Bardo est un mot tibétain qui signifie "intervalle". On considère que la totalité du processus existentiel peut être définie en six bardos différents :

- Le bardo de la vie, la part de l'existence qui se situe entre le moment de la conception (l'entrée dans la matrice) et le moment de la mort (les premiers symptômes de la mort).

Au sein même de ce bardo se trouvent deux autres bardos :

- Le bardo du rêve (ou du sommeil).

- Le bardo de l'absorption méditative, qui sont des moments où l'on change d'état de conscience.

- Le bardo du moment de la mort.

- Le bardo du dharmata, le moment où l'esprit expérimente la possibilité de reconnaître sa propre nature.

- Le bardo du devenir, globalement l'intervalle entre une existence et la suivante.

Actuellement, nous sommes dans le bardo de la vie au sein duquel nous faisons l'expérience du bardo du rêve (ou du sommeil) qui se situe bien sûr entre l'instant où l'on s'endort et celui où l'on se réveille.
Si nous pratiquons la méditation, il est possible de faire l'expérience d'un autre type de bardo, l'intervalle de temps s'écoulant entre le moment où nous entrons en absorption méditative et celui où nous en sortons.
Le bardo du moment de la mort commence dès l'apparition des premiers symptômes liés à la résorption successive des principes vitaux et il se termine lors de l'apparition de la Claire lumière fondamentale ; ou bien, pour ceux qui ne la
reconnaissent pas, il se prolonge jusqu'au moment où l'on émerge d'une période d'inconscience totale qui peut durer de quelques heures jusqu'à trois jours.
La durée du bardo du moment de la mort varie de quelques instants à trois ou quatre jours, en fonction de l'état d'esprit du mourant, suivant qu'il a été préparé ou non à ce moment.
Le bardo du dharmata est l'intervalle durant lequel se manifeste la nature fondamentale de l'esprit, nommée Claire lumière, qui ne peut être reconnue que par celui qui en aura développé au cours de son existence la compréhension et l'expérience, à travers la pratique de la méditation.

Il y a trois types de Claire lumière :

- La claire lumière de base, qui est le dharmata, nature fondamentale de tous les phénomènes et de l'esprit.

- La claire lumière du chemin, aperçu de la claire lumière qui se manifeste en l'esprit lors des expériences méditatives au cours de notre existence.

- La claire lumière du fruit, l'expérience de reconnaissance de la claire lumière que l'on peut faire au moment de la mort.

Il est dit que la Claire lumière de base est semblable à la mère, et que la Claire lumière du chemin (celle qui est développée à travers la méditation) est semblable au fils.

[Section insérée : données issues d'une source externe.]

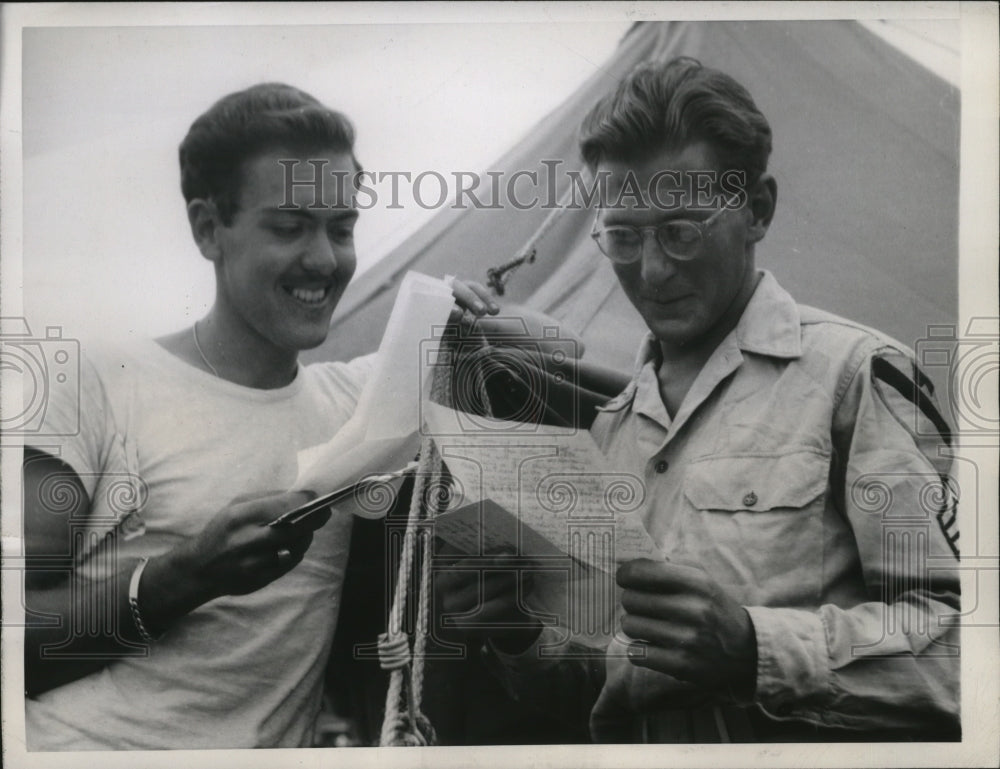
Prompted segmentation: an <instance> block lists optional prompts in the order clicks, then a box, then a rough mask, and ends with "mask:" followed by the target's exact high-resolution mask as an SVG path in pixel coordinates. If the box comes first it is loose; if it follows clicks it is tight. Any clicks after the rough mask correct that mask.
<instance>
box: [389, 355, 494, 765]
mask: <svg viewBox="0 0 1000 769" xmlns="http://www.w3.org/2000/svg"><path fill="white" fill-rule="evenodd" d="M482 345H483V346H485V345H486V342H485V340H482ZM448 346H451V347H452V349H451V350H449V351H448V352H449V353H450V355H449V358H448V359H450V360H451V361H452V365H451V366H438V367H436V368H435V371H434V379H433V383H432V385H431V398H432V400H434V401H436V402H438V403H441V404H443V405H447V406H450V405H451V404H452V400H453V381H452V379H453V375H454V371H455V369H456V368H457V366H456V365H455V361H456V358H457V353H458V349H457V348H456V347H455V343H454V341H453V340H447V339H446V340H444V341H443V342H442V347H448ZM473 372H474V373H473V376H474V377H476V382H475V385H476V388H477V391H478V392H479V394H480V401H481V404H482V408H483V410H484V412H485V414H486V415H487V416H489V415H490V411H491V409H490V405H489V397H488V395H487V393H486V382H485V378H484V376H483V373H482V370H481V368H480V367H479V366H475V367H474V368H473ZM448 500H449V491H448V485H447V482H446V481H445V479H444V472H443V465H442V461H441V454H440V452H439V451H438V449H437V446H436V444H435V443H434V440H433V439H432V438H431V436H429V435H427V436H425V437H424V439H423V441H422V443H421V448H420V462H419V465H418V467H417V475H416V479H415V483H414V487H413V496H412V497H411V499H410V509H409V513H408V516H407V520H406V532H405V534H404V535H403V550H402V553H401V554H400V563H399V577H398V579H397V582H396V592H395V594H394V595H393V601H392V608H391V610H390V613H389V622H388V628H387V630H386V632H385V633H382V634H381V635H380V636H379V639H378V652H379V664H380V665H381V667H382V669H383V670H387V671H389V690H388V692H387V693H386V700H385V718H384V720H383V722H382V733H381V735H380V738H379V745H381V746H383V747H390V746H404V745H410V746H419V745H433V744H434V743H435V741H436V735H435V733H434V727H433V726H432V725H431V722H430V721H429V720H428V718H427V717H426V716H425V715H424V714H423V713H422V712H421V710H420V705H421V694H422V692H423V683H424V661H425V659H426V648H427V636H428V624H429V617H430V601H431V584H430V583H431V550H432V548H431V546H432V541H433V537H432V532H431V529H430V527H429V523H430V522H431V521H433V519H434V517H435V516H436V515H437V514H438V513H439V512H441V511H442V510H443V509H444V508H445V507H446V506H447V503H448ZM418 540H419V543H418ZM418 545H419V548H420V581H419V585H418V587H417V596H416V603H417V621H416V628H415V630H414V642H413V653H412V656H411V653H410V640H409V635H408V634H407V632H406V630H405V629H404V627H403V615H404V613H405V610H406V603H407V600H408V597H409V593H410V573H411V571H412V570H413V560H414V557H415V554H416V551H417V548H418Z"/></svg>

Et, de même qu'un petit enfant se jette spontanément dans les bras de sa mère dès qu'il la voit, la reconnaissant immédiatement, celui qui a développé la Claire lumière du chemin se fond immédiatement dans la Claire Lumière de base qui se manifeste lors du bardo du dharmata, cette reconnaissance du dharmata étant semblable à la rencontre du fils et de la mère, la Claire lumière du fruit.
La raison pour laquelle les grands méditants meurent en principe en posture de méditation et y demeurent un certain temps est qu'ils font alors l'expérience de cette Claire lumière fondamentale, dont la durée peut varier de quelques instants à plusieurs jours. Pour un être ordinaire, quelqu'un qui n'aura pas médité suffisamment et donc pas développé la Claire lumière du chemin, cette expérience passera totalement inaperçue, et il entrera immédiatement dans le bardo du devenir.
Certains textes ne distinguent que quatre bardos. Quoiqu'il en soit, que l'on parle de quatre ou six bardos, cela n'a pas d'importance car il s'agit de la même chose.